# Sage replacement parts issue



## Iris (Oct 29, 2018)

Ok everybody knows sage are terrible for not selling spare parts to the public. Which makes their machines sometimes uneconomical to fix and very much throw away machines when developing a fault.

However I think they have got worse, just noticed on their website they have stopped selling the most basic of replacement parts, no longer selling

portafilters

O rings

filter baskets

drip tray

etc

I have just recently sold all my sage appliances, I will never buy another even though they are good machines, I urge anybody considering a sage machine to think twice, as outside of warranty they are destined for the bin, unless you want to spend a fortune to fix what might be something you could repair yourself if only you could purchase the part.

Ok I get a duo temp pro bought when on offer for maybe £250 is fine to get 2 years from and throw away, but when your moving into the price bracket of dual boiler, oracle etc I believe the phrase in my opinion is avoid like the plague.


----------



## joey24dirt (Jan 28, 2017)

No longer selling, or just out of stock? I know there's been a little shortage of portafilters recently.

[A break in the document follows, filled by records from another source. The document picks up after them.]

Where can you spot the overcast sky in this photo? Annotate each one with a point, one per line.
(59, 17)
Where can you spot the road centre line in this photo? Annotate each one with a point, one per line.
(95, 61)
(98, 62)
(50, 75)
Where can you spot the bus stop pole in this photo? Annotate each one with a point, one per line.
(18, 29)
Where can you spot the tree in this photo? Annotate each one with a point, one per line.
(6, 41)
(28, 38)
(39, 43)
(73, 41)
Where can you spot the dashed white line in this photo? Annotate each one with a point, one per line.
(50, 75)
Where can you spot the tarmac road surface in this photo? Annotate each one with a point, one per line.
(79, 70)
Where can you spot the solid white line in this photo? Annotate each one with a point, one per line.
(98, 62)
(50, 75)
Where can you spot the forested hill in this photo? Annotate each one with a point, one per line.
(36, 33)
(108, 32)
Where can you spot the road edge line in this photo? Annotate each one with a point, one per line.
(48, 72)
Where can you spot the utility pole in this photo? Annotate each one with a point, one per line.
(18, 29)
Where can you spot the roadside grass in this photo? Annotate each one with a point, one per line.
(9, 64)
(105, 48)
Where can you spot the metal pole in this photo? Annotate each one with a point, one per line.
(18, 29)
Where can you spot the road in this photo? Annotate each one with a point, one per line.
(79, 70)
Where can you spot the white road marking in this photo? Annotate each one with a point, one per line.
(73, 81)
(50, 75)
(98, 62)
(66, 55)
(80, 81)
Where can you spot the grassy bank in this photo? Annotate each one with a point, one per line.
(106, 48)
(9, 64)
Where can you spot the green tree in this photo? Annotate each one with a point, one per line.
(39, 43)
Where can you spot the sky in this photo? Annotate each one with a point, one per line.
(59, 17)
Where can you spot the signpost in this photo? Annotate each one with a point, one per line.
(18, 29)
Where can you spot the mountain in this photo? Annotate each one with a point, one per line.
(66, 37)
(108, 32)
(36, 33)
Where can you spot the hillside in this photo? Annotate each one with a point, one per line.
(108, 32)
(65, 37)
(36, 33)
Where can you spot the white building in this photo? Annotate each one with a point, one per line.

If they are cutting back though, hopefully their machine sales will reflect this. I loved my DTP when I had one, and would sing it from the rooftops, but if this is the way they are going then shame on you Sage.


----------



## joey24dirt (Jan 28, 2017)

Another point is, that if they are creating machines to be thrown away, then this is terrible for the environment. All that plastic going to landfill


----------



## Iris (Oct 29, 2018)

Joey

I don't think these items are out of stock, appears they are no longer selling them as they have all disappeared from their website.

I was looking at the spares for the barista express, my friend wanted some spare filter baskets, but doesn't do online shopping so said I would get them for her.


----------



## joey24dirt (Jan 28, 2017)

Iris said:


> Joey
> 
> I don't think these items are out of stock, appears they are no longer selling them as they have all disappeared from their website.
> 
> I was looking at the spares for the barista express, my friend wanted some spare filter baskets, but doesn't do online shopping so said I would get them for her.


What that's crazy. Probably their biggest seller that!


----------



## lhavelund (Dec 28, 2018)

joey24dirt said:


> What that's crazy. Probably their biggest seller that!


Probably caught onto your modifications


----------



## joey24dirt (Jan 28, 2017)

lhavelund said:


> Probably caught onto your modifications


Haha yeah. Starting to do their own


----------



## Nicknak (Aug 10, 2018)

There has been a few threads on here where people wanted o rings and others bits . referred to coffee classics who won't sell the parts . Someone wanted a £2 washer for his water tank , if I remember correctly they wanted £95 to fit it. They got it from America in the end .. It is disgraceful really .

Im glad I bought my oracle from Lakeland so when it broke after 3 month I got my money back .


----------



## Iris (Oct 29, 2018)

Well as much as my barista express, was a good machine I am glad I have sold it, I will never buy another sage product.

Will be getting some new coffee gear after my baby is born, provided my current disgust for coffee goes away, cant believe I just wrote that, but pregnancy has turned me right off coffee, cant even bear the smell at the minute.

My next machine needs to a machine were I can easily source parts and maintain it. Well I have 6 months to decide on my next purchase so will research thoroughly before jumping into another purchase such as sage.


----------



## Nicknak (Aug 10, 2018)

@Iris perhaps you should wait until number 2 and 3 (baby) arrive







.


----------



## Iris (Oct 29, 2018)

Nicknak said:


> @Iris perhaps you should wait until number 2 and 3 (baby) arrive
> 
> 
> 
> ...


haha no chance, this will be my first and last


----------



## joey24dirt (Jan 28, 2017)

Iris said:


> haha no chance, this will be my first and last


They always say that


----------